Tegenover deze beperkingen staat dat Plukatelier soorten waar grotere kwekers niet aan beginnen wél kan telen. „Die schrappen een soort als ze een bestrijdingsmiddel niet mogen gebruiken. Ik kan zo’n soort soms prima telen. Mijn hele teeltplan is afgestemd op bloemen die het hier goed doen. Geen hogere wiskunde, maar gezond verstand.”
Vakkennis
Plukatelier behoort tot de beperkte groep kwekers die volledig biologisch werken en onlangs de vereniging Biologische Sierteelt Nederland oprichtten. „We proberen er op onze bedrijven voor te zorgen dat de natuur er in balans is, met ruimte voor allerlei dieren”, vat ze het streven samen. „Als je dat goed doet, heb je geen bestrijdingsmiddelen nodig.”
Aan de samenwerking zit ook een praktische kant. Zo ziet de kweekster graag dat de bijdrage voor het certificaat ”biologisch” vervalt. „Waarom zouden wij betalen terwijl wij de natuur ontzien?”
„Waarom zouden wij betalen terwijl wij de natuur ontzien?” - Jennita Versteegh-Jansen, biologische bloemenkweker
In het begin moest ze alles uitzoeken „Sommige zaden hebben een koudebehandeling nodig om te ontkiemen.’” Maar het gaat steeds beter. „Er is meer informatie dan toen ik begon.
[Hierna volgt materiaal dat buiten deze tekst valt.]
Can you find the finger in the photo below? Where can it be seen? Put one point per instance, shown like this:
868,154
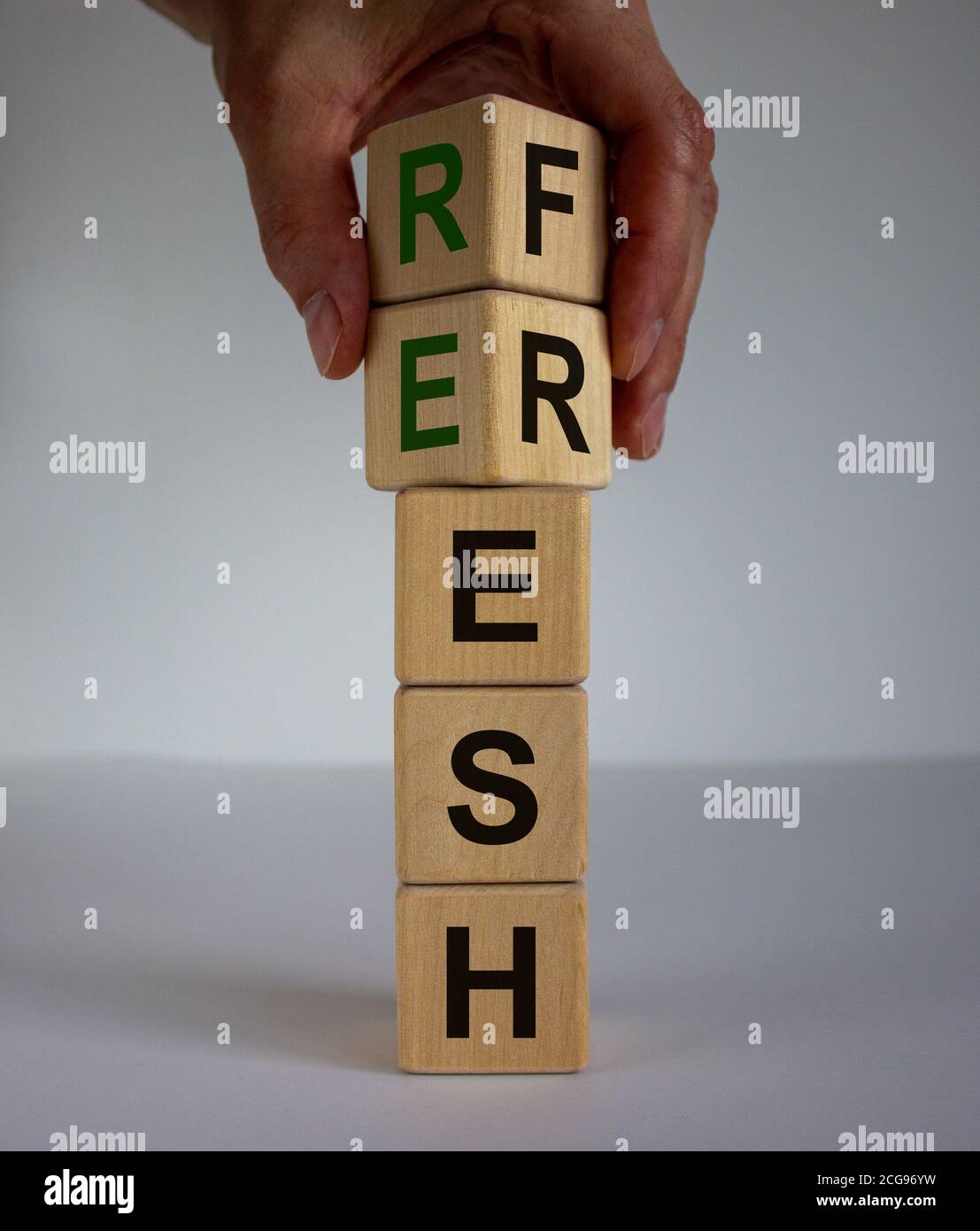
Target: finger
640,406
305,202
662,151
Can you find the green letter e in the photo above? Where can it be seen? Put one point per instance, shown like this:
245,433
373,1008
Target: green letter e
415,391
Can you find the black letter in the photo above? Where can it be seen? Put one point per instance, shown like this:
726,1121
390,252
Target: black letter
460,980
466,627
519,793
536,198
558,393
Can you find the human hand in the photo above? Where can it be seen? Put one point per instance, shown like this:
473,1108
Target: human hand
308,81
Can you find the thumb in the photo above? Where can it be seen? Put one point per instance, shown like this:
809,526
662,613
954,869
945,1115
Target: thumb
305,204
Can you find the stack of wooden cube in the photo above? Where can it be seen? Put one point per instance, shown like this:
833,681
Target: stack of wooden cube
488,409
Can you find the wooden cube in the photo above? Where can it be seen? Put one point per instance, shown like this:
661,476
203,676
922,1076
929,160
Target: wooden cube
489,192
488,388
491,586
491,785
491,979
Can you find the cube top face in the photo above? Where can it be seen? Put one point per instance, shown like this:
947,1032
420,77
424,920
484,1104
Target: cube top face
491,586
488,388
491,785
457,202
491,978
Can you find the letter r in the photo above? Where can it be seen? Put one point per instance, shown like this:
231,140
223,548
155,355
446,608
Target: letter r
412,204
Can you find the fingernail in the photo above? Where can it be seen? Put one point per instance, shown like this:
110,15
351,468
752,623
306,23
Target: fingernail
644,349
324,327
652,425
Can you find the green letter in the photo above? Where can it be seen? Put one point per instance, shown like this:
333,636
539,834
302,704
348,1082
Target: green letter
415,391
432,204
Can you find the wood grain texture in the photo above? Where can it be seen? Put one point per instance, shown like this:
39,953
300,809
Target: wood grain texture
485,410
489,205
551,724
431,524
558,1003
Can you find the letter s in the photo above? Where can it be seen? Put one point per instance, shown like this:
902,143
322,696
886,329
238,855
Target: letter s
519,793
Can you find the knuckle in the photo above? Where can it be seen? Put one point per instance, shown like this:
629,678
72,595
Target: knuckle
691,138
709,197
281,227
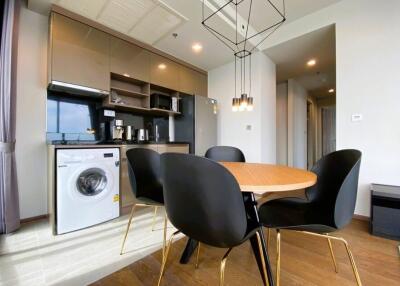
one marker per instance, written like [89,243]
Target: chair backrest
[144,174]
[225,154]
[203,200]
[336,189]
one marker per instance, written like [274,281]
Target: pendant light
[246,38]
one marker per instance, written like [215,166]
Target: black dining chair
[144,176]
[225,154]
[329,204]
[204,202]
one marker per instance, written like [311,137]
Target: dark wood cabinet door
[79,53]
[129,60]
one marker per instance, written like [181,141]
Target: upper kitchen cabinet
[192,82]
[79,54]
[129,60]
[164,72]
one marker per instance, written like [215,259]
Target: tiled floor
[33,256]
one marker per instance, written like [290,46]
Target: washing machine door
[91,182]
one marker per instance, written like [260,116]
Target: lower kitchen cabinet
[127,198]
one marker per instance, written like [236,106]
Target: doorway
[328,130]
[306,97]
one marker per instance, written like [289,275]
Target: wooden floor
[305,260]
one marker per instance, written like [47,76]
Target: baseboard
[35,218]
[361,217]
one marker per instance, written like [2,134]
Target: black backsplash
[72,118]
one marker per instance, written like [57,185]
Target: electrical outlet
[356,117]
[109,113]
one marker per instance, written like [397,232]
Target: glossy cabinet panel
[201,84]
[187,80]
[175,148]
[80,54]
[192,82]
[129,59]
[164,72]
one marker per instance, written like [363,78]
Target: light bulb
[250,104]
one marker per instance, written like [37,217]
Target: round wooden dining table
[260,180]
[263,179]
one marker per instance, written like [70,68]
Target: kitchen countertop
[81,144]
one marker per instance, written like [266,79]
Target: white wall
[281,124]
[259,143]
[31,114]
[297,125]
[367,82]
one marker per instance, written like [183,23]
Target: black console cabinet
[385,211]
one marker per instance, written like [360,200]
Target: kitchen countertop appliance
[117,129]
[128,133]
[142,135]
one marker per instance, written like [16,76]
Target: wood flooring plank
[305,260]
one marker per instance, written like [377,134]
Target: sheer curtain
[9,205]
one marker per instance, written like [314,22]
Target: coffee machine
[117,130]
[112,130]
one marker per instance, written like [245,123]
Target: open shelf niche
[165,91]
[133,95]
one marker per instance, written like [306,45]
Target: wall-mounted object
[385,211]
[220,18]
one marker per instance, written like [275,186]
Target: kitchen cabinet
[129,60]
[192,82]
[127,198]
[79,53]
[164,72]
[174,148]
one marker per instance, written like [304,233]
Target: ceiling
[291,60]
[154,22]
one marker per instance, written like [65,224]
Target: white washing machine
[87,187]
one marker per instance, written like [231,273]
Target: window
[70,119]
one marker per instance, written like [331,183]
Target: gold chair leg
[332,255]
[353,264]
[278,256]
[262,257]
[154,218]
[197,256]
[222,267]
[127,229]
[350,255]
[165,257]
[165,231]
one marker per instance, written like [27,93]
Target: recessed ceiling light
[311,62]
[197,47]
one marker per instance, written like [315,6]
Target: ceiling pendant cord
[241,76]
[250,76]
[235,77]
[244,74]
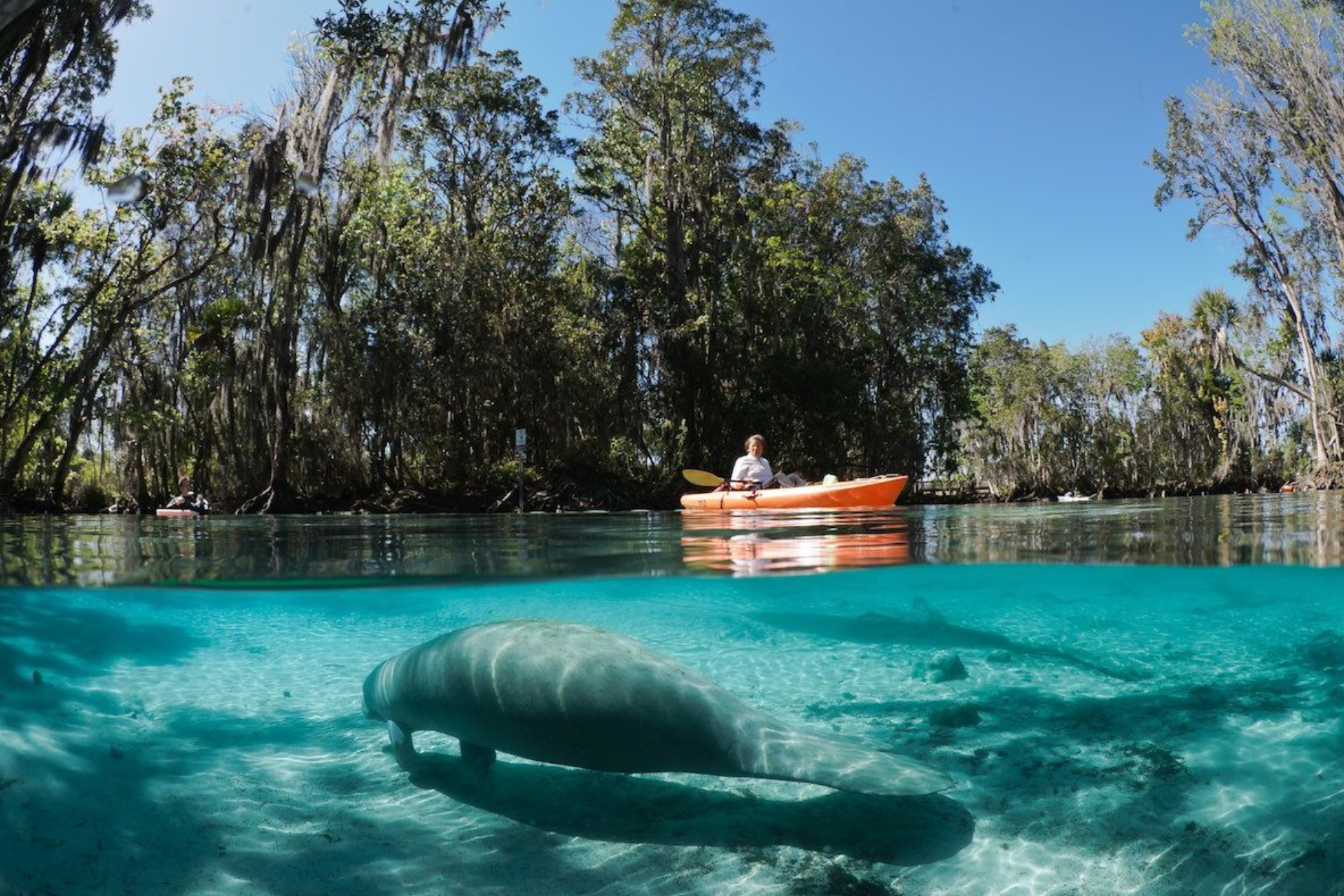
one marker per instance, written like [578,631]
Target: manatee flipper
[788,754]
[476,757]
[401,739]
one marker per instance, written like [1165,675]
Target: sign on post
[521,450]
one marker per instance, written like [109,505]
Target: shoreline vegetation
[350,305]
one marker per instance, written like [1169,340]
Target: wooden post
[521,451]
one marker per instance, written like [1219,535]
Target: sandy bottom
[1117,731]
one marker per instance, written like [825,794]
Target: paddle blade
[702,477]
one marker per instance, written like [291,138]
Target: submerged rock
[962,715]
[945,666]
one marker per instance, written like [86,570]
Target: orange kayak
[876,492]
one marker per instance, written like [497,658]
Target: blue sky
[1032,121]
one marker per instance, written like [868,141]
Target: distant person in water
[752,468]
[188,500]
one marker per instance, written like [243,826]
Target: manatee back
[571,695]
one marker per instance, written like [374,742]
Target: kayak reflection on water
[762,543]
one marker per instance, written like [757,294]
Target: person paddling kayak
[188,500]
[753,470]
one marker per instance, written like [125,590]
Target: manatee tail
[788,754]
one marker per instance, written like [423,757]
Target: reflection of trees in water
[115,550]
[756,542]
[1222,530]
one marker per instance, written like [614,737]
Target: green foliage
[366,298]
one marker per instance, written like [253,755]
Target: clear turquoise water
[1152,701]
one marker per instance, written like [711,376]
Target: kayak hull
[874,493]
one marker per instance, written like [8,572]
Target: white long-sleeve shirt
[756,469]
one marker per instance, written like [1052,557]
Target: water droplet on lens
[128,190]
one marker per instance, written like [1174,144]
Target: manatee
[581,696]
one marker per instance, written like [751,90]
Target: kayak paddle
[710,480]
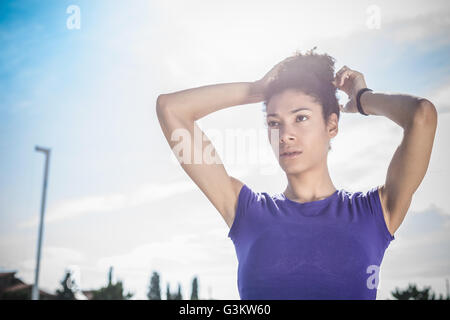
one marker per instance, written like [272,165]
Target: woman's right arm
[179,111]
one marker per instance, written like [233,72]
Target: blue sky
[114,196]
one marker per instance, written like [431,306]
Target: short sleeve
[376,209]
[245,199]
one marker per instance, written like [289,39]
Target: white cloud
[68,209]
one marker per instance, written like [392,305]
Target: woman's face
[299,120]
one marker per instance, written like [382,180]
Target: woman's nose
[286,135]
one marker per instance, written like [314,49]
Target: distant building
[12,288]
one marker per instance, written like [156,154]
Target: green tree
[111,291]
[412,293]
[154,292]
[67,284]
[194,294]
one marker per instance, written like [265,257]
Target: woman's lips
[290,155]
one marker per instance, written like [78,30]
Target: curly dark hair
[310,73]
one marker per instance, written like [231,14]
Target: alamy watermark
[241,146]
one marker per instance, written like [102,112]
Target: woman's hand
[350,81]
[260,86]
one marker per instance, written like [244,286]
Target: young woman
[312,241]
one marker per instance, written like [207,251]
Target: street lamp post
[35,293]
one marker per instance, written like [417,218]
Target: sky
[115,195]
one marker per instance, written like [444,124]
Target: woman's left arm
[418,118]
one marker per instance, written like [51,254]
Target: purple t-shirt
[325,249]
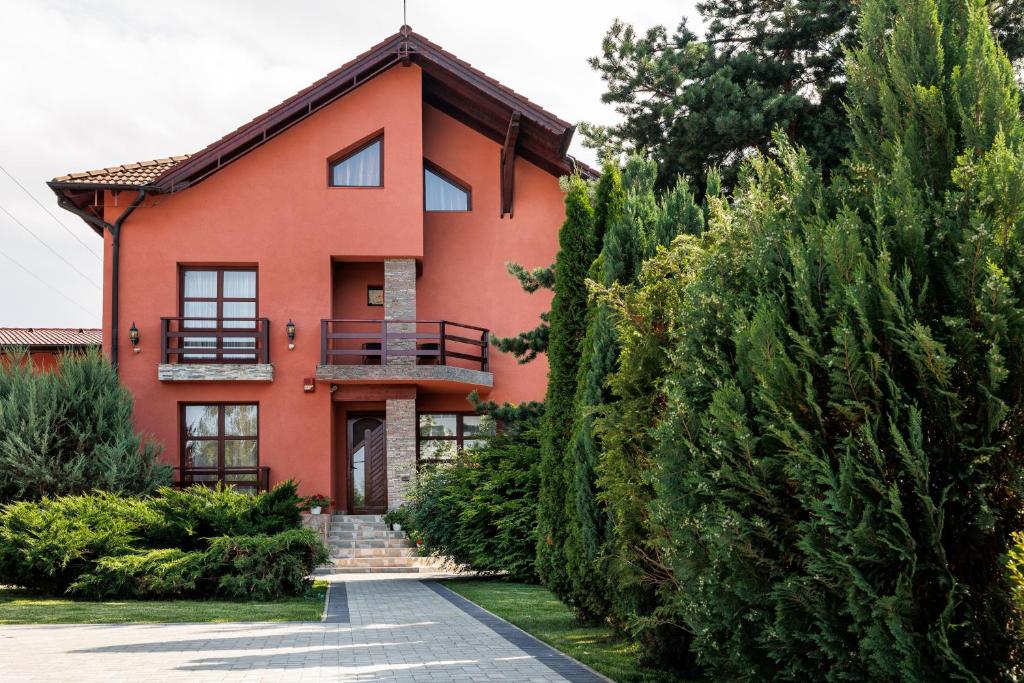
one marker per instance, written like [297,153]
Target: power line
[49,285]
[51,250]
[51,215]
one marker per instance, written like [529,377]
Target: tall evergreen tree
[837,465]
[693,102]
[568,326]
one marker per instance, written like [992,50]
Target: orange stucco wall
[272,209]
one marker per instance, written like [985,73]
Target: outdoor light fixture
[290,330]
[133,337]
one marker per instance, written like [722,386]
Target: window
[441,436]
[218,437]
[441,191]
[360,168]
[220,300]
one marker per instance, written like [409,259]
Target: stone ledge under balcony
[404,373]
[215,372]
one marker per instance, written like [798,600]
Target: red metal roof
[54,337]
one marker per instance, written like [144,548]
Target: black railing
[381,342]
[257,478]
[215,340]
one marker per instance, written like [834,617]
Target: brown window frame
[459,438]
[220,300]
[353,150]
[455,180]
[221,437]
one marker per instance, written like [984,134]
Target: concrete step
[373,552]
[327,570]
[376,562]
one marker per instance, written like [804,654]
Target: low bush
[266,567]
[187,543]
[480,510]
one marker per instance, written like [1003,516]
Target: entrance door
[368,465]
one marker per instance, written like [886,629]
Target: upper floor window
[360,168]
[442,193]
[223,301]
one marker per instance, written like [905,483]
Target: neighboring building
[376,210]
[44,345]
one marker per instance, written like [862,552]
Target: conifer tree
[568,325]
[837,465]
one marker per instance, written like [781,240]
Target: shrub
[266,567]
[194,542]
[480,511]
[151,573]
[45,545]
[71,431]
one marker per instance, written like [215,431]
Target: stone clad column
[400,416]
[399,304]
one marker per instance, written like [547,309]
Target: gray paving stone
[397,630]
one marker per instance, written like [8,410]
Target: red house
[312,295]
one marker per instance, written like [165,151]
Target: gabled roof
[50,337]
[449,83]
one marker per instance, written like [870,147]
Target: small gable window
[360,168]
[441,193]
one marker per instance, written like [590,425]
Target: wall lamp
[290,331]
[133,337]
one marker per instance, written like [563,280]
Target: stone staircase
[364,544]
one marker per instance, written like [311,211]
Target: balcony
[252,479]
[214,349]
[416,351]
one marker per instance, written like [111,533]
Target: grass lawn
[22,607]
[537,611]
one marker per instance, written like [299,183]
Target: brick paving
[398,630]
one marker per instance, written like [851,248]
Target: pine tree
[837,464]
[568,324]
[693,102]
[71,431]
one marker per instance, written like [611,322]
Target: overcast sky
[93,83]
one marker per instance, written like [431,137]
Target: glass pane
[240,284]
[201,284]
[439,450]
[240,420]
[201,309]
[358,477]
[201,420]
[437,425]
[241,454]
[478,424]
[441,195]
[361,169]
[201,454]
[240,309]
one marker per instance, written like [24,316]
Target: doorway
[368,464]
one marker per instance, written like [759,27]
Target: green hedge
[198,542]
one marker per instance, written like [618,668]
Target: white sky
[88,83]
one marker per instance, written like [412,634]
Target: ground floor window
[442,435]
[220,443]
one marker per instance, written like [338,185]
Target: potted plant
[317,503]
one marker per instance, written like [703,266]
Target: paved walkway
[396,630]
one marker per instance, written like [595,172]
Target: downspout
[115,230]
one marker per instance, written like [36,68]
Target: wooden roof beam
[508,163]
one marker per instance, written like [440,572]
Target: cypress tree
[568,326]
[837,468]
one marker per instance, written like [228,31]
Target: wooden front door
[368,465]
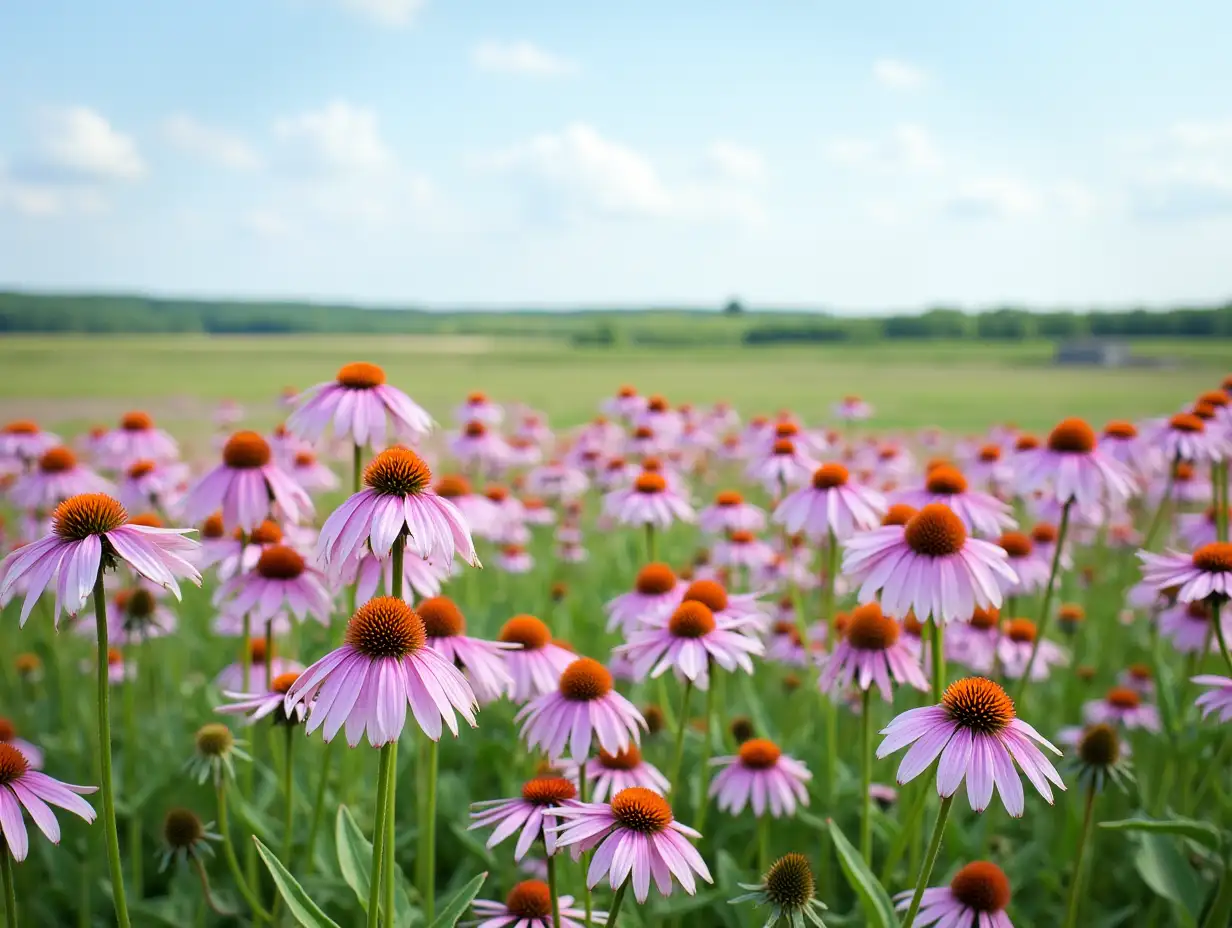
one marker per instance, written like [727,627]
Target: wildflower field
[465,630]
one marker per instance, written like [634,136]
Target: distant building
[1094,353]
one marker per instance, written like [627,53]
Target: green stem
[109,795]
[866,777]
[378,832]
[1046,608]
[934,846]
[681,724]
[1079,859]
[232,860]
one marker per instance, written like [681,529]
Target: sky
[854,157]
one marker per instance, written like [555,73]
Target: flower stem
[259,912]
[109,795]
[866,777]
[1079,859]
[1046,606]
[934,846]
[378,833]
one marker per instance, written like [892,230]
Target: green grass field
[70,381]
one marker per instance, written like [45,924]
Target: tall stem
[1079,859]
[934,846]
[1046,608]
[378,834]
[109,795]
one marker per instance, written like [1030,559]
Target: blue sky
[479,152]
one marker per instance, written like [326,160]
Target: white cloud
[520,57]
[737,163]
[338,137]
[210,143]
[907,147]
[387,12]
[81,142]
[896,74]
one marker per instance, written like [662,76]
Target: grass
[68,381]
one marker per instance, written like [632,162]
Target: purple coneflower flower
[871,652]
[648,502]
[830,504]
[763,774]
[398,499]
[929,566]
[978,738]
[637,837]
[1121,705]
[24,788]
[243,487]
[482,662]
[537,666]
[976,897]
[526,812]
[609,774]
[584,706]
[356,404]
[385,664]
[91,531]
[688,642]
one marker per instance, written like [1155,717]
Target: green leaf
[1203,832]
[1164,870]
[298,903]
[877,906]
[458,905]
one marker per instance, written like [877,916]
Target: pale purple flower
[929,566]
[90,531]
[383,666]
[24,788]
[978,738]
[245,487]
[356,404]
[584,708]
[760,774]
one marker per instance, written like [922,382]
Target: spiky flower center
[710,593]
[982,886]
[641,810]
[585,679]
[386,627]
[527,631]
[86,514]
[548,790]
[1124,698]
[280,562]
[530,900]
[627,759]
[398,472]
[214,740]
[57,460]
[441,618]
[1215,557]
[691,620]
[935,531]
[181,830]
[759,754]
[829,476]
[790,881]
[360,375]
[978,705]
[245,450]
[869,629]
[656,579]
[1072,436]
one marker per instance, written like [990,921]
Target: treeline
[133,314]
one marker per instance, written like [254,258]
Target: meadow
[1161,858]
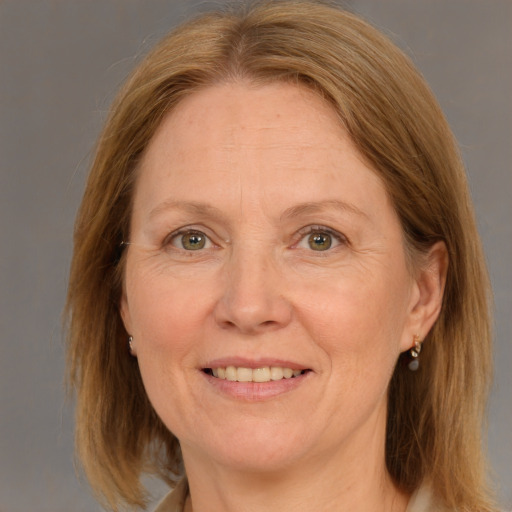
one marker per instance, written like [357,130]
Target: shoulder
[174,501]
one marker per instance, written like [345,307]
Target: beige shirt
[421,500]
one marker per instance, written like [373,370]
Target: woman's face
[263,243]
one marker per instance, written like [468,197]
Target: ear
[124,311]
[427,294]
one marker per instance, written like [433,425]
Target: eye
[190,240]
[320,239]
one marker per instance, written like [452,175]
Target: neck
[352,477]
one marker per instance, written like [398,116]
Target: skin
[250,158]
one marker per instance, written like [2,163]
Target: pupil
[319,241]
[193,241]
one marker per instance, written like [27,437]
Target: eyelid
[167,241]
[307,230]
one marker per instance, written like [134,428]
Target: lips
[261,374]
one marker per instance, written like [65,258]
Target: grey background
[60,65]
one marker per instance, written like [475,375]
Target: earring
[414,353]
[130,345]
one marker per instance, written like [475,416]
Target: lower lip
[255,391]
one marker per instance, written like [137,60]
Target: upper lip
[242,362]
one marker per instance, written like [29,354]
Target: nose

Ik heb veel algemene vakkennis van onlinecursussen, boeken en video’s.” Met haar boek ”Pluktuin”, dat ze via haar webshop verkoopt, deelt ze nu zelf kennis.
In de winterperiode geeft ze onlineworkshops en daarnaast verkoopt ze biologische zaden. Verder is ze dan druk met het nieuwe seizoen: de zaaibedden moeten klaargemaakt worden en na het voorzaaien moeten de nieuwe plantjes worden gepoot. Voor dat werk krijgt de onderneemster hulp van vrijwilligers: gepensioneerden, chronisch zieken, mensen die re-integreren op de arbeidsmarkt en mensen die het vak willen leren. „Op maandag bekijk ik wat er gedaan moet worden en ik bedenk klussen voor de vrijwilligers; iedereen kan op dinsdag helpen wanneer hij wil. Op andere dagen vind ik het fijn om alleen te werken.”